Figure 4. EGF induces Lys63-linked BRAF polyubiquitination at Lys 578.

(A) BRAF was modified with Lys63-linked polyubiquitination after EGF treatment. Expression vector encoding FLAG-BRAF wild-type was co-transfected into HEK-293T cells with HA-Ub with Lys63- or Lys48-only expression vector. After 24 hours, cells were starved for 16 hours and treated with EGF (50 ng/ml) at time points indicated. Polyubiquitinated FLAG-BRAF was detected by immunoprecipitation with anti-FLAG antibodies and immunoblotting with anti-HA antibodies. (B) Endogenous BRAF was modified by Lys63-linked polyubiquitination after EGF treatment. HEK-293T cells were starved for 16 hours and treated with EGF (50 ng/ml) at time points indicated. Lys63-linked polyubiquitinated FLAG-BRAF was detected by immunoprecipitation with anti-BRAF antibodies and immunoblotting with anti-Ub-K63-specific antibodies. (C) EGF induced BRAF Lys63-linked polyubiquitination at Lys 578, which was required for EGF-induced ERK activation. Expression vector encoding empty vector, FLAG-BRAF wild-type or K578R mutant was co-transfected into HEK-293T cell with HA-Ub-K63-only expression vector. After 24 hours, cells were starved for 16 hours and treated with EGF (50 ng/ml) at time points indicated. Lys63-linked polyubiquitinated FLAG-BRAF was detected by immunoprecipitation with anti-FLAG antibodies and immunoblotting with anti-HA antibodies. (D) BRAF with K578R mutation blocked anchorage-independent growth of MCF7 breast cancer cells. MCF7 cells with stable expression of empty vector, FLAG-BRAF wild-type or K578 mutant was used for colony formation assay in triplicates. **p < 0.01. Cropped blots were used under the same experimental conditions.

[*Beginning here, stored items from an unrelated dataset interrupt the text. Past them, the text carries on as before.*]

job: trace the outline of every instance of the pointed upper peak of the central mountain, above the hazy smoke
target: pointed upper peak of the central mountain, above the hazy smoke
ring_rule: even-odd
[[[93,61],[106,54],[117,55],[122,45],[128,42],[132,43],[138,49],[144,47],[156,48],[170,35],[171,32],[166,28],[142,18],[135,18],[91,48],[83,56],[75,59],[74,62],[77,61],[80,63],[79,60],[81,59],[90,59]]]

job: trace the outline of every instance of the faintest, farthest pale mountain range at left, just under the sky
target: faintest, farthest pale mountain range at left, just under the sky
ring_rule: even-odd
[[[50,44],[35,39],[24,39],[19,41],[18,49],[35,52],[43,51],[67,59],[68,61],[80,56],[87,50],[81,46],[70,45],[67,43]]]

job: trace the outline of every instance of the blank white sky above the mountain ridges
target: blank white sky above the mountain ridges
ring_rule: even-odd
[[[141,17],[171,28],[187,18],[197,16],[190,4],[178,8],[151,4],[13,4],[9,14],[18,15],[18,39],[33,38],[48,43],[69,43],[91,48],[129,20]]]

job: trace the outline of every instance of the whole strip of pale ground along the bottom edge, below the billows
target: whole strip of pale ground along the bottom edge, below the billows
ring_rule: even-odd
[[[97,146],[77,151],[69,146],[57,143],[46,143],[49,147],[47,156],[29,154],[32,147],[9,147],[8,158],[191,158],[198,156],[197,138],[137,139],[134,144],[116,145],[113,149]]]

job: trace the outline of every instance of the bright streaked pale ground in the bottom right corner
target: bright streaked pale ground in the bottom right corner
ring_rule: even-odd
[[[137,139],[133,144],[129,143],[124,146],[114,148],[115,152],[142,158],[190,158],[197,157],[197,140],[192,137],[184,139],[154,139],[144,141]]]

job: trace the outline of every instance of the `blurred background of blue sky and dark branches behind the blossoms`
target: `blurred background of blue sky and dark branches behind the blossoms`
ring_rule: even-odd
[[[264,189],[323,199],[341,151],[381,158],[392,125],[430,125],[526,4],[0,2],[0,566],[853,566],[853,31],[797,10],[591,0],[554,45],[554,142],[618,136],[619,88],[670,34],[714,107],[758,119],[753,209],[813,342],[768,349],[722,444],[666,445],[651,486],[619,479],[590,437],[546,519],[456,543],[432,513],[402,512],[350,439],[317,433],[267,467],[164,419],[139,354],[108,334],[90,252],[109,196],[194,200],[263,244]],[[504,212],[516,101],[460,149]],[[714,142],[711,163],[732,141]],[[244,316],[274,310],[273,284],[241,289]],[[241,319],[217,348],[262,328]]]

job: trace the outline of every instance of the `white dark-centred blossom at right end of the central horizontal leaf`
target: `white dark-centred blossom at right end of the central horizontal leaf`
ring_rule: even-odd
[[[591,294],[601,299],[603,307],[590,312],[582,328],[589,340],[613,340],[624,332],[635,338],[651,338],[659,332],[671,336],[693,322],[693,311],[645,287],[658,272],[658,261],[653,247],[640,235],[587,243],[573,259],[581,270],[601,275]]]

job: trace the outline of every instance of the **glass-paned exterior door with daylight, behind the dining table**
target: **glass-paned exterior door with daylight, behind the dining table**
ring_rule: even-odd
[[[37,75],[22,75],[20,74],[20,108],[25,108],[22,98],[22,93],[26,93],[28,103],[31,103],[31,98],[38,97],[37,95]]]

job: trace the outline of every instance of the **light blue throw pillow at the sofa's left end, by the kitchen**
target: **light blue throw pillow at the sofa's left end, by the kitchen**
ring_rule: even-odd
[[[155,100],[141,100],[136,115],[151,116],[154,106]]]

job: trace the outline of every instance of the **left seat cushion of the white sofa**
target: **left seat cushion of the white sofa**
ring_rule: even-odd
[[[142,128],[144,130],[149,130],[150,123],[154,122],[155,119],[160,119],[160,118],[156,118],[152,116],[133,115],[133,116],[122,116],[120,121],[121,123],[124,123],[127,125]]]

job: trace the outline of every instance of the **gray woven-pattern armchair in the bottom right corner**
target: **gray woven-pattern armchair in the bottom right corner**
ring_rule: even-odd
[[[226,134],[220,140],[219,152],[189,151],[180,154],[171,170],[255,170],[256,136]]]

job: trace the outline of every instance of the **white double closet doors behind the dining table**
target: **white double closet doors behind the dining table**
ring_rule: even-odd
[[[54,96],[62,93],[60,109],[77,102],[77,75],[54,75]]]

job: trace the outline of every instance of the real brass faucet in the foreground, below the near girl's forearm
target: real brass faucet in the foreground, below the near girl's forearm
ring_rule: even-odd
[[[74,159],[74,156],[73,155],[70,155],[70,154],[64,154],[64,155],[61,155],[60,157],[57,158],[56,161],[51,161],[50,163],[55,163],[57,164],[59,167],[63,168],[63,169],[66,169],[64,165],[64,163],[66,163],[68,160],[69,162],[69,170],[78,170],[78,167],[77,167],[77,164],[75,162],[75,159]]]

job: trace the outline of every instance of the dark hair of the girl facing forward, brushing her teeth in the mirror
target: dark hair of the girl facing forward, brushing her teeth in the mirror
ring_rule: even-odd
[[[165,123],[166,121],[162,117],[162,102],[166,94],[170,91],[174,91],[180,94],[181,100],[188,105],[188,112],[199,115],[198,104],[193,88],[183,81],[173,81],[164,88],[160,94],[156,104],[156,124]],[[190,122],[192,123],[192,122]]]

Figure 5. Working models for the role of Lys63-linked polyubiquitination in BRAF activation.

(A) Normal BRAF activation. Upon EGF binding to its receptor, the Ras-GTP recruits BRAF and induces its phosphorylation at Thr 599-Ser 602 residues and Lys63-linked polyubiquitination at Lys 578 within its kinase domain, which in turn mediates the activation of MEK-ERK and regulates downstream gene expression. (B) Oncogenic BRAF activation. BRAF with constitutively active mutation gains its Lys63-linked polyubiquitination at Lys 578 to activate downstream effector gene independent of RAS activity.